Les jointures des mains du prince devinrent blanches.

Elle s'approcha alors de lui, mit sa main sur son cœur, puis la laissa aller dans le vent, vers l'endroit d'où était tombé le rôdeur, signe elfique de respect, et de considération. Lorsqu'elle se retourna vers lui, elle vit que ses yeux étaient voilés, et cela fini de déchirer le gouffre qu'elle sentait grandir en elle.

Hésitante, elle tendit la main vers son visage. Il la fixa intensément, puis pencha légèrement la tête en avant. Elle mit donc sa main contre sa joue, et plaqua son front contre le sien.

Leurs ressentis de douleurs et de colère se mêlèrent, comme leurs souffles, si prés des lèvres de l'autre.

Ce geste était une coutume de son peuple, afin d'apaiser les émotions d'un être tourmenté.

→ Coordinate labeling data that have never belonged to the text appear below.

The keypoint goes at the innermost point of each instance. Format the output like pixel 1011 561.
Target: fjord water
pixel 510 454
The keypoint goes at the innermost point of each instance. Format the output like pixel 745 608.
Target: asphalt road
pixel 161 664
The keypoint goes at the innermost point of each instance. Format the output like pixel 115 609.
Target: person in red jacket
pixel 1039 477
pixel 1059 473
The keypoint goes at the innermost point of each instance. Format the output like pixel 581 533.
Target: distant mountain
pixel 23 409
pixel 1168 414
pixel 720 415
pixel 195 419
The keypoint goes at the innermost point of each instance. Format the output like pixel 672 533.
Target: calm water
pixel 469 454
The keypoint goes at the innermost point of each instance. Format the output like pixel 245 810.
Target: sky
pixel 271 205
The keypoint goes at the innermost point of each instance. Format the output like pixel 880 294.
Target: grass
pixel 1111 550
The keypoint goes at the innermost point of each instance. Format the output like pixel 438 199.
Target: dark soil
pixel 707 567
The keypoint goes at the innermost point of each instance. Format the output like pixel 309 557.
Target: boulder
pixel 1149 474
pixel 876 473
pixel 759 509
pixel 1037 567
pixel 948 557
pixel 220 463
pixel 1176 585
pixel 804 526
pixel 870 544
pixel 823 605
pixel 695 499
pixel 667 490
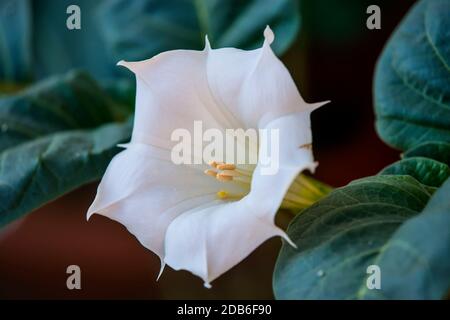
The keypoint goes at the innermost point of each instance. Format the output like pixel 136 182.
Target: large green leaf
pixel 426 171
pixel 112 30
pixel 54 137
pixel 369 222
pixel 412 87
pixel 72 101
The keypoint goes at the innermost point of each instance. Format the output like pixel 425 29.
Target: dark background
pixel 333 59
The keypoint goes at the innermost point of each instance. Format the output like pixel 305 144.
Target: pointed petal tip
pixel 269 36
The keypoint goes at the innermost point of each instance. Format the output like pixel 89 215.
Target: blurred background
pixel 332 58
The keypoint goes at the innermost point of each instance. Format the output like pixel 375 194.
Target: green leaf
pixel 43 169
pixel 15 41
pixel 55 136
pixel 135 30
pixel 412 87
pixel 426 171
pixel 439 151
pixel 72 101
pixel 372 221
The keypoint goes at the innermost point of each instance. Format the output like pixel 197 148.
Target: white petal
pixel 254 85
pixel 172 92
pixel 210 241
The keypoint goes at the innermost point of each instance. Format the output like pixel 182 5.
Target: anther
pixel 210 172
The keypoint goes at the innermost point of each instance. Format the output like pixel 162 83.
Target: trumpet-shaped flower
pixel 207 218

Dans chaque communauté elfique, les émotions et sentiments étaient tabous, et les elfes apprenaient depuis toujours à les contenir, de façon à ne jamais rien laisser paraître.

Le geste de Naé n'avait rien de tendre ou d'amical, il lui rappelait simplement de se recentrer sur lui même, afin de ravaler ses émotions.

Il comprit qu'elle partageait sa peine, et lorsqu'elle se retira, il la remercia du regard avec une intensité qu'elle n'avait jamais vu.

Elle se dirigea ensuite vers son cheval, qui s'était réfugié plus loin le temps du combat.

Lorsque chacun fut prêt, ils se remirent en route pour le Gouffre, dans le silence le plus total.

Ils avaient perdu presque la moitié des soldats, et tous avaient la crainte que le peuple se soit fait attaquer de leur coté.